Klin Padiatr 2011; 223 - V06
DOI: 10.1055/s-0031-1273786

Komplement-Blockade durch Eculizumab: neue Therapieoption auch bei Shigatoxin-assoziiertem hämolytisch-urämischem Syndrom

M Malina 1, M Kirschfink 2, T Boppel 3, V Fremeaux-Bacchi 4, F Schaefer 1
  • 1Klinik Kinderheilkunde I, Zentrum für Kinder- und Jugendmedizin, Heidelberg
  • 2Institut für Immunologie., Heidelberg
  • 3Neurologische Klinik, Abteilung für Neuroradiologie, Heidelberg
  • 4Hopital Europeen Georges-Pompidou, Service d’Immunologie Biologique, Paris, Frankreich

Der monoklonale C5-Antikörper Eculizumab ist eine hocheffektive neue Behandlungsoption beim atypischen, durch Mutationen in komplement-regulierenden Proteinen verursachten HUS. Jüngste Untersuchungen deuten darauf hin, dass auch beim klassischen induzierten HUS eine–durch Shigatoxin–2 vermittelte–Komplementaktivierung auftritt. Wir berichten über ein 3-jähriges Mädchen mit STX2-assoziiertem HUS. Aufgrund eines Komplementverbrauchs (C3↓,C3d↑) wurden zusätzlich zur Hämodialyse tägliche Plasmapheresen durchgeführt. Nach 3 Tagen trat zunächst eine kurzdauernde Bewusstseinsstörung und motorische Dyskoordination auf. Ein cerebrales MRT zeigte keine Auffälligkeiten. Drei Tage später entwickelte das Kind akut eine linksseitige Hemiplegie und zunehmende Somnolenz. Im MRT zeigten sich jetzt mit einer Hypoperfusion vereinbare Läsionen der Stammganglien und fast des gesamten rechten Hemikortex. Aufgrund des fulminanten neurologischen Verlaufs bei nachgewiesener Komplement-Aktivierung entschlossen wir uns zur Gabe von Eculizumab, das zweimal innerhalb von 7 Tagen infundiert wurde.
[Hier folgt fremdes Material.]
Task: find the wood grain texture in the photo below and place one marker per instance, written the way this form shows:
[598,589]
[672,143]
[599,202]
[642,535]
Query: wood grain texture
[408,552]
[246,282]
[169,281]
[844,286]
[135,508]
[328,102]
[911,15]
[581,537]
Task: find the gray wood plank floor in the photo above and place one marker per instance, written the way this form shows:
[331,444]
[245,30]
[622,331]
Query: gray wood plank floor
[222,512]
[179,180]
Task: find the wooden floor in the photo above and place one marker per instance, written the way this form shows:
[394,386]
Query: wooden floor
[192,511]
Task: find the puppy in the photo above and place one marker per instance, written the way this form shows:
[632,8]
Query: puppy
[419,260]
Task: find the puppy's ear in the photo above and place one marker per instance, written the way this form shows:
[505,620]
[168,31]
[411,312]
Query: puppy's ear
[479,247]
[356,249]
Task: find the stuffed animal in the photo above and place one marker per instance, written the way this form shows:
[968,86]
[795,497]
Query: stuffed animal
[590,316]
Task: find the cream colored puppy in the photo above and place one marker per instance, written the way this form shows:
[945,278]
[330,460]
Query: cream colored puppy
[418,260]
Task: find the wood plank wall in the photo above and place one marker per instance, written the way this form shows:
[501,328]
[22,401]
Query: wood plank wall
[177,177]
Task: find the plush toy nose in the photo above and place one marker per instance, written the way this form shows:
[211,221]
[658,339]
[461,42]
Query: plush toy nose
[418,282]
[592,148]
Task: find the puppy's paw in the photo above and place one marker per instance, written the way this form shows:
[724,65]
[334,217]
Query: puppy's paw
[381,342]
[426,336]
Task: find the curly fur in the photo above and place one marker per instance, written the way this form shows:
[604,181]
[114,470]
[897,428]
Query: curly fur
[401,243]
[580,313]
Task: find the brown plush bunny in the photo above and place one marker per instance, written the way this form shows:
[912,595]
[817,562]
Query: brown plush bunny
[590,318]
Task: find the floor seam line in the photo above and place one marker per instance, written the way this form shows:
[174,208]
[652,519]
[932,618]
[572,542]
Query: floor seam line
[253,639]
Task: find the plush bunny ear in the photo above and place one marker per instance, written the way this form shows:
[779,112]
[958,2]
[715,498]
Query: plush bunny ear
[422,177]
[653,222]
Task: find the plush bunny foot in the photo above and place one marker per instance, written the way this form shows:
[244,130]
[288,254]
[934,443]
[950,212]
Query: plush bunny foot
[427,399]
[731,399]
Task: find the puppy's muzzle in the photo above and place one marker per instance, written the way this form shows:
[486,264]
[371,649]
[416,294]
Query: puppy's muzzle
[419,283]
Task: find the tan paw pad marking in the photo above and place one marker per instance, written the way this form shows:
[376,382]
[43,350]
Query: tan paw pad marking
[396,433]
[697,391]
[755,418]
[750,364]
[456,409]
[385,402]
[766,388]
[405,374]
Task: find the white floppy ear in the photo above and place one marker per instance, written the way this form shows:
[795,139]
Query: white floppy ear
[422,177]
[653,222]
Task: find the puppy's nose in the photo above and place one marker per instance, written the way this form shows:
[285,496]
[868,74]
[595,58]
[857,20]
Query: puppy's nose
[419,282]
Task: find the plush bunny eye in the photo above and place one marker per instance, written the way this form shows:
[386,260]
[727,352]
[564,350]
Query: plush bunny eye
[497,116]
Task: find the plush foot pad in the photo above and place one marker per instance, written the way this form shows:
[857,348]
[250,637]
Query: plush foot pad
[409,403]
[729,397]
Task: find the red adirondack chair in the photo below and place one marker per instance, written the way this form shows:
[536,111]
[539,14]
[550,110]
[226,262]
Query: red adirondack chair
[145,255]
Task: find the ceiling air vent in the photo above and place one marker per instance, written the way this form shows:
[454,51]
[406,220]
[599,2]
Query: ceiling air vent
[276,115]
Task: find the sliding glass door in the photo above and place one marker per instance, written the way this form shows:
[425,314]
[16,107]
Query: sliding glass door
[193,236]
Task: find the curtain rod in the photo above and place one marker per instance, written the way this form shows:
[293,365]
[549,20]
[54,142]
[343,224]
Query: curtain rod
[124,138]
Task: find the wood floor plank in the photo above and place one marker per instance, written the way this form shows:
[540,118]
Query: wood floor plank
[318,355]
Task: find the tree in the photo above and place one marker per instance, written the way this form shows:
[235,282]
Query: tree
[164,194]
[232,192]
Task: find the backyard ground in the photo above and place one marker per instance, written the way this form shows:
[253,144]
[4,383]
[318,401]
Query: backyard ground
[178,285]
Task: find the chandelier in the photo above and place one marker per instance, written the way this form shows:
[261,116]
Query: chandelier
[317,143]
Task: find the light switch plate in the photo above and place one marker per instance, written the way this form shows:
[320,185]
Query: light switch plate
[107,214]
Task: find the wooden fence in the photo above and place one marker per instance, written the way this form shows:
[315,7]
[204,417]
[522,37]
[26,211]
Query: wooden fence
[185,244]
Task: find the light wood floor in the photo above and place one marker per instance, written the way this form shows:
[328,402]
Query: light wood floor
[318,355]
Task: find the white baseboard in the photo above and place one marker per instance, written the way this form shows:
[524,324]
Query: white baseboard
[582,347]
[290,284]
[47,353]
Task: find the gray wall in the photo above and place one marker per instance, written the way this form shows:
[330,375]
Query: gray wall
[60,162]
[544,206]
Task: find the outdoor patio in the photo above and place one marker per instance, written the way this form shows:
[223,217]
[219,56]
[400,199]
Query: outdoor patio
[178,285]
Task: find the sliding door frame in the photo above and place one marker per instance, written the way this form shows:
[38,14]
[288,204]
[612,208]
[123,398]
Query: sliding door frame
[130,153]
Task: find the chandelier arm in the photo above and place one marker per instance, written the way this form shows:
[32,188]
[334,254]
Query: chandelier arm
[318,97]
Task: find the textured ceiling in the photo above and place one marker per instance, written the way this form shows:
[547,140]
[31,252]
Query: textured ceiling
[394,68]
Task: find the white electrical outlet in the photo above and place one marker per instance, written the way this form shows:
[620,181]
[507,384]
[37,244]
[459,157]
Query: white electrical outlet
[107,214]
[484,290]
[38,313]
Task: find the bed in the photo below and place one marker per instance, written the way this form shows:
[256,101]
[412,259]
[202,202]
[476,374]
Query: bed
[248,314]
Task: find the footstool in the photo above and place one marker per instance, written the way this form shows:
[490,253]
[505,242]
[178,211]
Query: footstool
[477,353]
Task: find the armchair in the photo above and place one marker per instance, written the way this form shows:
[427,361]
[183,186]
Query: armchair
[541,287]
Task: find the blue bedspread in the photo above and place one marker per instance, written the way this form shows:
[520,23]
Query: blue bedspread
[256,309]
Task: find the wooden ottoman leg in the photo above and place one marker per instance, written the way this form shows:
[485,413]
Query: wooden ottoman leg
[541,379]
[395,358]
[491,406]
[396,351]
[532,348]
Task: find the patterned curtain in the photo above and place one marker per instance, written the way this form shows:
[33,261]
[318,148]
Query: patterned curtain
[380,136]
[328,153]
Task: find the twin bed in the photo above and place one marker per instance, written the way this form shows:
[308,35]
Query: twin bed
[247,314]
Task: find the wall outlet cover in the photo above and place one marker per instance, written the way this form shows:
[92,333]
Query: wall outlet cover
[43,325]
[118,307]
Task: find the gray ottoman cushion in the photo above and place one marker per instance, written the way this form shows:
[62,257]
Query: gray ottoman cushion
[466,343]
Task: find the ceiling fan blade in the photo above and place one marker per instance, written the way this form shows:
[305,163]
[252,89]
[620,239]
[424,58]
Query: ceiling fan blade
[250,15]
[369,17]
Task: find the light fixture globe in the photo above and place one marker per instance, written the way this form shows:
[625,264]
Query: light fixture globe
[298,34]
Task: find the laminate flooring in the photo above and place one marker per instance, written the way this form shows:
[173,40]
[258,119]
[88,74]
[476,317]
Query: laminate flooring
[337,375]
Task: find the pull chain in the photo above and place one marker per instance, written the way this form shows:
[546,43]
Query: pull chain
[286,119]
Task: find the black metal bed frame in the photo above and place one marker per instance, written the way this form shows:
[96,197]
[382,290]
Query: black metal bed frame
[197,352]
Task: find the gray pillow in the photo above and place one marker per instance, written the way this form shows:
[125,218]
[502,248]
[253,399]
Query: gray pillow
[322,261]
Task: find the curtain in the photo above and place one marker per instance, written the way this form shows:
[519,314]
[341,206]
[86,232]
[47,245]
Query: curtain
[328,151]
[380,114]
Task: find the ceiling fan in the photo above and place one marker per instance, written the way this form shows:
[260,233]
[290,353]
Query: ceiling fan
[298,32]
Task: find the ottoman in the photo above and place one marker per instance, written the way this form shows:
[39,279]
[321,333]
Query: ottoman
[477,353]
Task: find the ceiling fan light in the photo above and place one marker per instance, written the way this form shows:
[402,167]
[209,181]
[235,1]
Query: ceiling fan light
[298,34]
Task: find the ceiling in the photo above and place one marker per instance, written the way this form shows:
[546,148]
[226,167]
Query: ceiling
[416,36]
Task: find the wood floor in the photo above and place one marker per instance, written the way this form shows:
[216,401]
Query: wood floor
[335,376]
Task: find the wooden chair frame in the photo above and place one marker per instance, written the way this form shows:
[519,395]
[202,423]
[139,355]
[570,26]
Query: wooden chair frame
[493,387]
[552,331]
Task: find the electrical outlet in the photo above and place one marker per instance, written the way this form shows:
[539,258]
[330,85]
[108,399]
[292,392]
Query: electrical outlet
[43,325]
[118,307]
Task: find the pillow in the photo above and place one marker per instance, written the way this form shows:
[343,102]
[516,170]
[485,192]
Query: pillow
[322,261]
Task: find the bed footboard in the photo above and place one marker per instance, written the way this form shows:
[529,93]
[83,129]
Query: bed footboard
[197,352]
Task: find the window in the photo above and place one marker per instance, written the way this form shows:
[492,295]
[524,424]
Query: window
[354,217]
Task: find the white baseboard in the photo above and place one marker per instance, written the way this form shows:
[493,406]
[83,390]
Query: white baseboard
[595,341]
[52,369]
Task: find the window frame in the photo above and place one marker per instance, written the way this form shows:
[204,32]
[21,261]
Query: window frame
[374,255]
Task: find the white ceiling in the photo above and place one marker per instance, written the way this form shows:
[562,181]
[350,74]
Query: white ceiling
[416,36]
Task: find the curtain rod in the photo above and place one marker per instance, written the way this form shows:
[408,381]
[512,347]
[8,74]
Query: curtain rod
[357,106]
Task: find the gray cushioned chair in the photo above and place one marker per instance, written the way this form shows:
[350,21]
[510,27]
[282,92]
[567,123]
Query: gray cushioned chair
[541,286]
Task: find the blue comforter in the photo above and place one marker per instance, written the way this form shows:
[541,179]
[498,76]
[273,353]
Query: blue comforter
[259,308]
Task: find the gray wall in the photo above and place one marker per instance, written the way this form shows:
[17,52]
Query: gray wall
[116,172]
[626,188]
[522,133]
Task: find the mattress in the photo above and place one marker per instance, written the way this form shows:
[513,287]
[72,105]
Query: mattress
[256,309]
Bereits wenige Stunden nach der ersten Infusion erwachte die Patientin aus dem Koma und begann die rechte Körperseite zu bewegen. Auch die Urinproduktion kam innerhalb von 24 Stunden in Gang. Thrombozytopenie und Hämolyse sistierten innerhalb weniger Tage. Ein Verlaufs-MRT 7 Tage später zeigte eine deutliche Regression der zerebralen Läsionen. Die Patientin verließ die Klinik 9 Tage nach der ersten Eculizumab-Gabe mit neurologischer restitutio ad integrum und normaler GFR bei milder Restproteinurie. Eine Mutationsanalyse der Komplement-regulierenden Genen (CFH, CFI, MCP) erbrachte keine Auffälligkeiten. Unser Fall dokumentiert eindrucksvoll die klinische Relevanz der Komplement-Hyperaktivierung bei schwer verlaufendem STX-assoziiertem HUS und zeigt eine neue, potenziell kurative Therapieoption bei Fällen mit schweren extrarenalen Komplikationen.